Jun. 29th, 2025

garote: (ultima 6 bedroom 2)
(Paraphrased from Of Boys and Men: Why the Modern Male Is Struggling, Why It Matters, and What to Do About It.)

Six out of ten births to women without a high-school diploma occur out of wedlock. For women with a four-year college degree, that ratio is only one out of ten. And even if college educated women are not married by the time they have their first child, they are quite likely to be married by the time they have a second, usually to the man who is the father of both children.

Thus, marriage remains a central part of life to college-educated women, which seems like a contradiction: The women who are least likely to need a partner for economic support are the most likely to get married, and stay married.

To resolve this contradiction we acknowledge a shift in the purpose of marriage: Partners now see it as a joint venture for the purpose of parenting. A shared commitment to invest in kids, more than a commitment to financially support a spouse. "'Till death do us part" has transformed into something more like "'til the kids get into college."



Middle-class men, in white collar jobs, have seen their wages stay high, or even grow, in the last 40 years. Their access to more resources has also given them the security to evolve beyond the traditional male role, which makes them attractive prospects for affluent women.

Those women still weigh a man by his economic success, but also seek one who is "modern": Willing to share the practical duties of child-raising, more emotionally sophisticated, more respectful of women's choices.

Meanwhile, working-class men have seen their wages collectively drop. This has hollowed out their value and usefulness in the traditional male role: They struggle to be providers. To working-class women, these men are risky marriage prospects. Many women in fact choose to avoid the risk of marrying a "deadbeat", and elect to remain single parents. Not because they can thrive as single parents, but because they don't want things to get worse.

So, high earners are pooling resources in a marriage to raise kids; low earners are shying away from marriage because it threatens what little they have. And since affluent parents invest much more heavily in their kids, those kids tend to go on and become high earners, cycling this class division forward into the next generation.

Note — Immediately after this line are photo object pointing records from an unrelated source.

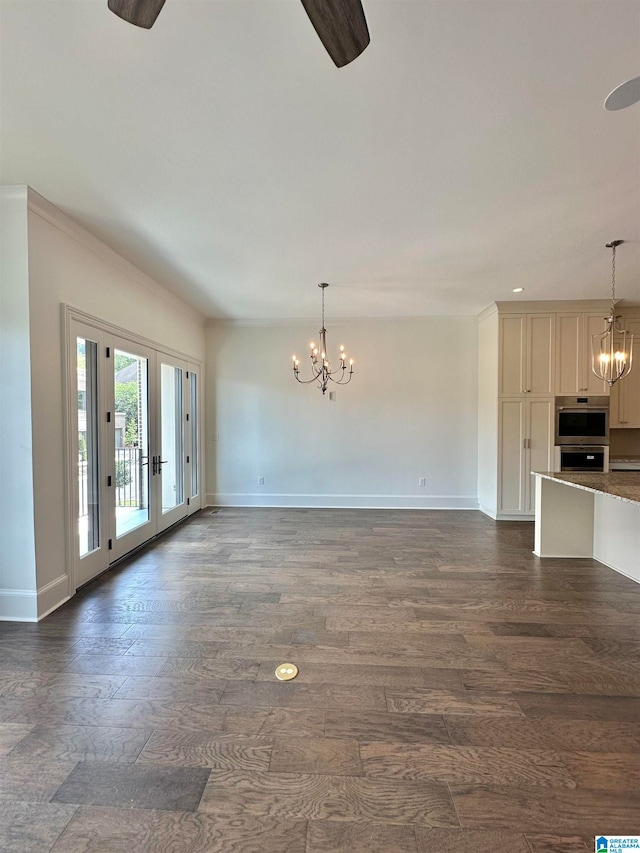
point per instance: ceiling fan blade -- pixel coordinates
(623, 95)
(142, 13)
(341, 26)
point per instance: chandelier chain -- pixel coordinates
(613, 278)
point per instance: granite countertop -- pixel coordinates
(624, 485)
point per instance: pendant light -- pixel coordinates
(612, 350)
(321, 371)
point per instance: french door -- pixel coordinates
(133, 445)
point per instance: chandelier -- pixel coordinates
(612, 350)
(321, 371)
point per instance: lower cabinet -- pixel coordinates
(526, 433)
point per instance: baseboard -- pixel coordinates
(18, 605)
(490, 512)
(344, 501)
(52, 595)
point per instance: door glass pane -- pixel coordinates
(131, 441)
(171, 461)
(194, 434)
(88, 467)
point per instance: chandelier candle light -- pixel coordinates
(612, 350)
(321, 370)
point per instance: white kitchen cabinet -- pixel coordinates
(525, 444)
(526, 357)
(574, 375)
(625, 394)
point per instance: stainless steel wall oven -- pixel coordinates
(582, 421)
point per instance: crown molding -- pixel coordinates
(39, 205)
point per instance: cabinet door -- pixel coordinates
(513, 330)
(539, 353)
(568, 338)
(511, 481)
(540, 434)
(629, 387)
(593, 324)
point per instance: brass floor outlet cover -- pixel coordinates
(286, 671)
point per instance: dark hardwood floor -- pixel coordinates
(455, 693)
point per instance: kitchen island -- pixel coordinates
(590, 515)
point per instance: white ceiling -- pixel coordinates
(466, 152)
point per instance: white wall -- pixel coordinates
(410, 412)
(488, 336)
(17, 552)
(68, 265)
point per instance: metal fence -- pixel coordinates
(129, 483)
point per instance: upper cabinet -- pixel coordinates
(625, 394)
(526, 355)
(573, 354)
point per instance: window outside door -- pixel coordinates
(133, 443)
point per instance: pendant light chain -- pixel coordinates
(612, 350)
(613, 279)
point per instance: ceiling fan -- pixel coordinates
(340, 24)
(624, 95)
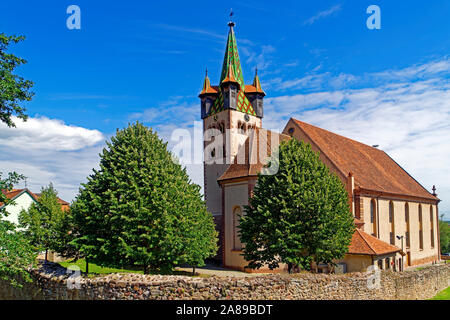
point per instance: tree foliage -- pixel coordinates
(444, 233)
(42, 218)
(140, 208)
(16, 253)
(298, 215)
(13, 88)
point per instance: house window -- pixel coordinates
(432, 226)
(237, 212)
(391, 221)
(420, 228)
(373, 217)
(380, 264)
(408, 243)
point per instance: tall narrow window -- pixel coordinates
(408, 242)
(373, 217)
(237, 212)
(420, 228)
(432, 226)
(391, 222)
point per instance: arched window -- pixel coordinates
(432, 226)
(408, 242)
(373, 216)
(391, 221)
(237, 213)
(420, 228)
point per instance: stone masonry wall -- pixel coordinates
(409, 285)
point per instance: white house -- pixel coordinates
(23, 198)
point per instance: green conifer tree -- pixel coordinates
(140, 208)
(298, 215)
(40, 220)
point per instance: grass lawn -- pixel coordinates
(443, 295)
(99, 270)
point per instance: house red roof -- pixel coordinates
(363, 243)
(14, 193)
(372, 168)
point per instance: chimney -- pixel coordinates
(350, 189)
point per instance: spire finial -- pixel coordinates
(231, 23)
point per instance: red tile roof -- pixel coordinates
(372, 168)
(252, 164)
(12, 194)
(363, 243)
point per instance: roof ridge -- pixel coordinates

So what do you do, as a working-class guy, when you barely make enough money to support yourself, and the women who will date you don't see you as marrying material? Your work life is unstable, your social life is unstable, your religious practice has atrophied, and you still somehow need to finance the core of a new nuclear family, with spouse and home and car and kids, and keep it stable. But how? Everything is telling you to be something you can't reach. Your idea of what it means to be a man, of what your own personal destiny is, starts to drift.